While the result of a ‘first-past-the-post’ general election is likely to be very different from the European elections, this fact could actually make a difficult situation even worse, because under this system, third- or fourth-placed parties are liable to experience very crushing defeats that far exceed their percentage losses. Thus, for the Conservatives, who found themselves pushed into fifth place in the European Parliament elections, how they perform in a general election could determine their very survival. While things look slightly better for Labour, who came third in the European elections, they too are in an alarming position.

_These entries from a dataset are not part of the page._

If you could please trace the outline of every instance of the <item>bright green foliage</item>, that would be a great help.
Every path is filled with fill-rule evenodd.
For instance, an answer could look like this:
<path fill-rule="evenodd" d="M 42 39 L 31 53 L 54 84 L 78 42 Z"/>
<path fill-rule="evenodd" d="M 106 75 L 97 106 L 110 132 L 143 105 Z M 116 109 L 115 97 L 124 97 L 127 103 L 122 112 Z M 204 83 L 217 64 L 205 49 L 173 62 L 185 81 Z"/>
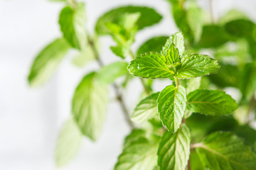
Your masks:
<path fill-rule="evenodd" d="M 186 106 L 186 89 L 171 85 L 160 92 L 157 99 L 157 110 L 166 129 L 176 132 L 181 124 Z"/>
<path fill-rule="evenodd" d="M 151 136 L 151 138 L 143 136 L 143 131 L 132 132 L 126 138 L 123 152 L 118 157 L 114 169 L 153 169 L 156 165 L 159 141 L 159 137 L 156 136 Z"/>
<path fill-rule="evenodd" d="M 235 101 L 224 91 L 196 90 L 188 94 L 187 108 L 205 115 L 228 115 L 238 108 Z"/>
<path fill-rule="evenodd" d="M 256 89 L 256 65 L 248 63 L 245 66 L 240 81 L 240 89 L 242 98 L 249 101 L 254 95 Z"/>
<path fill-rule="evenodd" d="M 113 83 L 118 77 L 128 74 L 127 67 L 128 63 L 116 62 L 102 67 L 98 73 L 99 81 L 107 84 Z"/>
<path fill-rule="evenodd" d="M 189 54 L 181 59 L 181 67 L 176 76 L 188 79 L 215 73 L 220 69 L 217 60 L 201 54 Z"/>
<path fill-rule="evenodd" d="M 72 113 L 82 134 L 95 140 L 105 119 L 107 86 L 95 72 L 86 75 L 75 89 Z"/>
<path fill-rule="evenodd" d="M 58 38 L 46 46 L 33 62 L 28 79 L 31 86 L 45 84 L 53 75 L 70 46 L 63 38 Z"/>
<path fill-rule="evenodd" d="M 174 76 L 166 63 L 164 56 L 154 52 L 146 53 L 132 60 L 127 67 L 130 74 L 143 78 L 169 78 Z"/>
<path fill-rule="evenodd" d="M 112 9 L 97 20 L 95 30 L 99 35 L 107 34 L 108 31 L 105 28 L 106 23 L 118 23 L 124 13 L 139 13 L 139 18 L 136 22 L 138 30 L 152 26 L 159 23 L 162 17 L 154 9 L 144 6 L 127 6 Z"/>
<path fill-rule="evenodd" d="M 139 13 L 124 13 L 119 18 L 118 23 L 107 23 L 106 28 L 117 46 L 110 47 L 111 50 L 119 57 L 125 58 L 129 53 L 132 43 L 134 41 L 137 30 L 136 22 L 139 18 Z"/>
<path fill-rule="evenodd" d="M 132 115 L 132 120 L 142 123 L 157 115 L 156 100 L 159 93 L 156 93 L 144 98 L 136 106 Z"/>
<path fill-rule="evenodd" d="M 196 147 L 206 169 L 249 170 L 256 167 L 255 153 L 230 132 L 213 133 Z"/>
<path fill-rule="evenodd" d="M 87 46 L 85 22 L 83 3 L 77 4 L 74 8 L 65 6 L 60 12 L 59 24 L 63 37 L 73 47 L 78 50 L 85 50 Z"/>
<path fill-rule="evenodd" d="M 82 136 L 73 118 L 64 124 L 55 147 L 55 163 L 58 166 L 66 164 L 75 157 L 80 148 Z"/>
<path fill-rule="evenodd" d="M 180 57 L 182 58 L 185 54 L 185 46 L 184 38 L 181 32 L 176 33 L 167 39 L 166 42 L 162 47 L 161 54 L 166 56 L 166 51 L 170 48 L 172 43 L 178 48 Z"/>
<path fill-rule="evenodd" d="M 162 47 L 165 45 L 167 36 L 154 37 L 144 42 L 138 49 L 137 55 L 149 52 L 160 52 Z"/>
<path fill-rule="evenodd" d="M 169 67 L 171 64 L 181 62 L 178 48 L 175 47 L 174 43 L 171 43 L 169 48 L 166 50 L 166 58 L 167 66 Z"/>
<path fill-rule="evenodd" d="M 175 134 L 166 131 L 161 138 L 157 152 L 161 170 L 185 170 L 190 153 L 191 135 L 188 127 L 182 124 Z"/>

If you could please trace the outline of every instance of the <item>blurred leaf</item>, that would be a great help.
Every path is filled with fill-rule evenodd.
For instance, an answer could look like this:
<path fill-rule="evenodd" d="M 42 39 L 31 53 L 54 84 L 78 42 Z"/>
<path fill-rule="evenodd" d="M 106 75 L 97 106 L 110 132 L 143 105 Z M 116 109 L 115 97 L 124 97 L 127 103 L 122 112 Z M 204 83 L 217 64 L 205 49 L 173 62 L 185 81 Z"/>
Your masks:
<path fill-rule="evenodd" d="M 143 132 L 136 130 L 126 137 L 122 153 L 119 156 L 115 170 L 153 169 L 156 165 L 157 147 L 159 137 L 146 138 Z M 138 137 L 139 136 L 139 137 Z"/>
<path fill-rule="evenodd" d="M 97 79 L 97 74 L 87 74 L 75 89 L 72 112 L 83 135 L 95 141 L 105 120 L 107 86 Z"/>
<path fill-rule="evenodd" d="M 186 19 L 191 30 L 194 41 L 198 42 L 203 29 L 203 12 L 196 1 L 190 1 L 186 12 Z"/>
<path fill-rule="evenodd" d="M 179 128 L 186 106 L 186 89 L 181 86 L 168 86 L 157 98 L 157 111 L 166 129 L 175 133 Z"/>
<path fill-rule="evenodd" d="M 142 123 L 157 115 L 156 100 L 159 93 L 155 93 L 142 100 L 136 106 L 132 120 Z"/>
<path fill-rule="evenodd" d="M 203 33 L 197 47 L 208 48 L 220 46 L 233 40 L 223 28 L 216 25 L 208 25 L 203 27 Z"/>
<path fill-rule="evenodd" d="M 240 76 L 240 89 L 242 98 L 250 101 L 256 90 L 256 66 L 254 63 L 247 64 Z"/>
<path fill-rule="evenodd" d="M 216 73 L 220 69 L 217 60 L 208 55 L 189 54 L 181 59 L 181 67 L 178 69 L 176 77 L 188 79 Z"/>
<path fill-rule="evenodd" d="M 250 37 L 252 35 L 255 24 L 249 20 L 239 19 L 227 23 L 224 28 L 227 33 L 233 36 Z"/>
<path fill-rule="evenodd" d="M 46 46 L 36 57 L 28 77 L 31 86 L 45 84 L 53 75 L 70 49 L 63 38 L 58 38 Z"/>
<path fill-rule="evenodd" d="M 111 84 L 119 76 L 128 74 L 128 63 L 116 62 L 102 67 L 98 73 L 97 78 L 107 84 Z"/>
<path fill-rule="evenodd" d="M 55 147 L 55 163 L 58 166 L 68 164 L 77 154 L 82 140 L 82 133 L 73 118 L 61 129 Z"/>
<path fill-rule="evenodd" d="M 96 33 L 99 35 L 107 34 L 107 30 L 105 26 L 105 23 L 117 23 L 122 15 L 127 13 L 140 13 L 141 16 L 136 23 L 138 30 L 157 23 L 162 18 L 160 14 L 151 8 L 133 6 L 122 6 L 109 11 L 99 18 L 95 26 Z"/>
<path fill-rule="evenodd" d="M 82 67 L 85 66 L 88 62 L 95 60 L 95 54 L 92 51 L 92 47 L 87 44 L 86 48 L 82 51 L 80 51 L 73 59 L 73 63 L 79 67 Z"/>
<path fill-rule="evenodd" d="M 137 55 L 149 52 L 160 52 L 166 42 L 167 36 L 154 37 L 144 42 L 138 49 Z"/>
<path fill-rule="evenodd" d="M 230 132 L 215 132 L 198 144 L 196 152 L 210 169 L 253 169 L 256 154 Z"/>
<path fill-rule="evenodd" d="M 231 9 L 219 19 L 218 23 L 220 25 L 225 25 L 231 21 L 238 19 L 248 19 L 248 18 L 241 11 L 235 9 Z"/>
<path fill-rule="evenodd" d="M 238 67 L 228 64 L 220 63 L 220 70 L 217 74 L 210 75 L 210 80 L 221 88 L 227 86 L 238 87 L 240 75 Z"/>
<path fill-rule="evenodd" d="M 74 8 L 65 6 L 60 12 L 59 24 L 64 38 L 75 48 L 83 50 L 86 48 L 86 18 L 85 4 L 78 3 Z"/>
<path fill-rule="evenodd" d="M 227 115 L 235 110 L 238 105 L 224 91 L 198 89 L 188 94 L 187 108 L 206 115 Z"/>
<path fill-rule="evenodd" d="M 191 135 L 186 124 L 183 124 L 175 134 L 166 131 L 157 152 L 160 169 L 185 169 L 189 159 L 191 142 Z"/>

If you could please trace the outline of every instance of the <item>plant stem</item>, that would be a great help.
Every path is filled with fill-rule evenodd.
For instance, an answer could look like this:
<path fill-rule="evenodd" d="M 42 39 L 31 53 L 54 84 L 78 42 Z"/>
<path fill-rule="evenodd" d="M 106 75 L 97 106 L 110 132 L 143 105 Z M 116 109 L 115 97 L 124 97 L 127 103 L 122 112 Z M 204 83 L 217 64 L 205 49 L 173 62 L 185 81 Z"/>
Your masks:
<path fill-rule="evenodd" d="M 178 88 L 178 86 L 179 86 L 178 79 L 177 77 L 175 77 L 175 76 L 174 76 L 174 79 L 175 79 L 175 84 L 176 86 L 176 88 Z"/>
<path fill-rule="evenodd" d="M 132 50 L 129 51 L 129 55 L 131 56 L 131 57 L 132 59 L 135 59 L 135 55 L 132 53 Z M 142 79 L 140 77 L 139 77 L 139 79 L 141 80 L 141 82 L 142 82 L 142 84 L 143 88 L 144 89 L 144 91 L 146 93 L 147 95 L 149 95 L 150 94 L 150 90 L 149 89 L 146 84 L 145 84 L 145 81 L 143 80 L 143 79 Z"/>
<path fill-rule="evenodd" d="M 209 7 L 210 7 L 210 21 L 211 21 L 212 23 L 214 23 L 213 1 L 213 0 L 209 0 Z"/>
<path fill-rule="evenodd" d="M 92 47 L 92 50 L 93 51 L 93 53 L 95 54 L 95 59 L 99 64 L 99 66 L 100 67 L 104 67 L 104 63 L 102 62 L 102 61 L 100 60 L 100 55 L 96 49 L 95 45 L 94 43 L 94 42 L 90 39 L 90 38 L 88 36 L 88 42 L 89 44 L 91 45 Z M 131 129 L 134 129 L 135 126 L 133 124 L 133 123 L 132 122 L 131 119 L 130 119 L 130 115 L 129 114 L 129 111 L 128 109 L 127 108 L 127 107 L 125 106 L 124 100 L 123 100 L 123 97 L 122 94 L 119 92 L 119 88 L 118 86 L 116 84 L 113 84 L 113 87 L 116 94 L 116 96 L 117 98 L 117 101 L 119 101 L 122 110 L 123 110 L 124 115 L 124 118 L 125 118 L 125 120 L 127 121 L 127 124 L 129 125 L 129 126 L 130 127 Z"/>

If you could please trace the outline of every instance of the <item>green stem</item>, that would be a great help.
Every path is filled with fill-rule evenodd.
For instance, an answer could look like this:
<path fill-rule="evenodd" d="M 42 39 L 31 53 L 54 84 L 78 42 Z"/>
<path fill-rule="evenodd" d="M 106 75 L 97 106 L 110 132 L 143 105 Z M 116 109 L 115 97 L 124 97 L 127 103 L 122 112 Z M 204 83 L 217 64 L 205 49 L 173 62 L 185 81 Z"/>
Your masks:
<path fill-rule="evenodd" d="M 176 88 L 178 88 L 178 86 L 179 86 L 178 79 L 177 77 L 175 77 L 175 76 L 174 76 L 174 79 L 175 79 L 175 84 L 176 84 Z"/>
<path fill-rule="evenodd" d="M 95 54 L 95 59 L 96 59 L 99 66 L 100 67 L 104 67 L 104 63 L 100 60 L 99 52 L 98 52 L 98 51 L 97 51 L 97 50 L 96 48 L 96 46 L 95 46 L 93 40 L 89 36 L 87 36 L 87 40 L 88 40 L 88 43 L 92 47 L 92 52 Z M 117 101 L 119 101 L 119 104 L 121 106 L 122 110 L 123 110 L 124 118 L 125 118 L 125 120 L 127 121 L 127 124 L 129 125 L 129 126 L 130 127 L 131 129 L 134 129 L 135 125 L 134 125 L 134 123 L 132 122 L 132 120 L 130 119 L 130 115 L 129 114 L 128 109 L 127 108 L 127 107 L 126 107 L 126 106 L 124 104 L 122 94 L 119 92 L 118 86 L 116 84 L 114 83 L 113 84 L 113 87 L 114 87 L 114 92 L 116 94 Z"/>
<path fill-rule="evenodd" d="M 132 52 L 132 50 L 129 50 L 129 55 L 131 56 L 131 57 L 132 59 L 135 59 L 135 55 L 134 55 L 134 53 Z M 142 84 L 143 86 L 143 88 L 144 89 L 144 91 L 146 93 L 147 95 L 149 95 L 150 94 L 150 90 L 149 89 L 149 87 L 146 86 L 146 84 L 145 84 L 145 81 L 143 80 L 143 79 L 142 78 L 139 78 L 140 80 L 141 80 L 141 82 L 142 82 Z"/>

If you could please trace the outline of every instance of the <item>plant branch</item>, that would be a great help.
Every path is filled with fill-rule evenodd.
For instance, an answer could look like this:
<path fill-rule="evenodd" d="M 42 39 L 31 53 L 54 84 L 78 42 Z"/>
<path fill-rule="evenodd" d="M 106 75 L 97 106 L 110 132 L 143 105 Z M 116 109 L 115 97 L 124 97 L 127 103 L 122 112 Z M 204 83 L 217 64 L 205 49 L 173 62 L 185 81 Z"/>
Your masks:
<path fill-rule="evenodd" d="M 87 37 L 87 38 L 88 38 L 88 42 L 92 47 L 92 50 L 93 51 L 93 53 L 95 54 L 95 59 L 96 59 L 99 66 L 100 67 L 104 67 L 104 63 L 100 60 L 100 55 L 99 55 L 99 53 L 98 53 L 98 52 L 97 52 L 97 50 L 96 49 L 96 47 L 95 47 L 95 45 L 94 42 L 91 40 L 91 38 L 89 36 Z M 114 91 L 115 91 L 115 94 L 116 94 L 117 101 L 119 101 L 119 104 L 121 106 L 122 110 L 123 110 L 124 118 L 125 118 L 125 120 L 127 121 L 127 123 L 128 123 L 128 125 L 129 125 L 129 126 L 130 127 L 131 129 L 135 128 L 134 125 L 133 124 L 133 123 L 132 122 L 132 120 L 130 119 L 130 116 L 129 116 L 129 114 L 128 109 L 127 108 L 127 107 L 126 107 L 126 106 L 124 104 L 122 95 L 119 91 L 118 86 L 114 83 L 112 85 L 113 85 Z"/>
<path fill-rule="evenodd" d="M 129 54 L 131 56 L 131 57 L 132 59 L 135 59 L 135 55 L 132 53 L 132 52 L 131 50 L 129 51 Z M 141 80 L 142 84 L 143 86 L 143 88 L 144 89 L 144 91 L 146 93 L 147 95 L 150 94 L 150 90 L 147 87 L 146 84 L 145 84 L 145 81 L 143 80 L 143 79 L 139 77 Z"/>

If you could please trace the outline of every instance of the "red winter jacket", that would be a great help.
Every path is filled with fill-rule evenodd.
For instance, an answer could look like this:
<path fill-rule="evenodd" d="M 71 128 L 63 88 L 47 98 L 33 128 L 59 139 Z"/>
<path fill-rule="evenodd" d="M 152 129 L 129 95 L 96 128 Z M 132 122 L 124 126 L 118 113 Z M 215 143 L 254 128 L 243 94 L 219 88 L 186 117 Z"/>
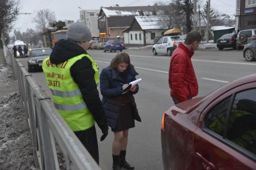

Therefore, if a general election were to be held in the near future and the Brexit issue were still unresolved, it could spell disaster for both major parties and completely transform the UK’s political landscape. This prospect is unlikely to calm the massively polarised and highly charged atmosphere currently prevailing in all the UK’s political camps.
Revenge from both sides and Labour`s dilemma
In a trend which may well be repeated in future elections, these European polls saw hard Brexiteers exact revenge on the Tories, who are now fighting for survival. But Labour too is being severely punished. Given the massive escalation of this one issue, which is dominating UK politics to the exclusion of almost everything else, and the country’s extreme polarisation on this subject, many voters are favouring clear, unequivocal options. Those voting for the Brexit Party want out fast, even without a deal and with no further negotiations. A vote for the Remain parties (Liberal Democrats, Greens, Change UK, SNP, Plaid Cymru and Sinn Féin) indicates support for withdrawing Article 50 and remaining in the EU, and a willingness to confirm this through a second referendum.
This situation poses a twofold dilemma for the Labour Party. Opinion polls and also resolutions passed by the party show that the majority of its members and supporters are against Brexit, but it also has a significant number of Brexiteers in its ranks. The signals sent out by the leadership have tried to satisfy both the Remainer and the Brexiteer camps but have ended up pleasing neither. The party’s indecisiveness and ambiguity are annoying and irritating its supporters and doing it huge damage. At the same time, however, Labour is also the main opposition party in the House of Commons. Jeremy Corbyn is the leader of the opposition and prospective prime minister if the party were to win a general election. In a de facto two-party system, things soon become difficult and indeed dangerous for the official opposition when they cannot come up with a solid counter-position to the government’s flagship project.
So if the Labour leadership wants to maintain its ambiguous position on this now all-important issue, it has to hope that further elections in the UK remain a long way off. As things stand and if they keep to their current stance, Labour are unlikely to win a general election until the Brexit issue is settled one way or the other. However, it is doubtful whether they will be granted this luxury.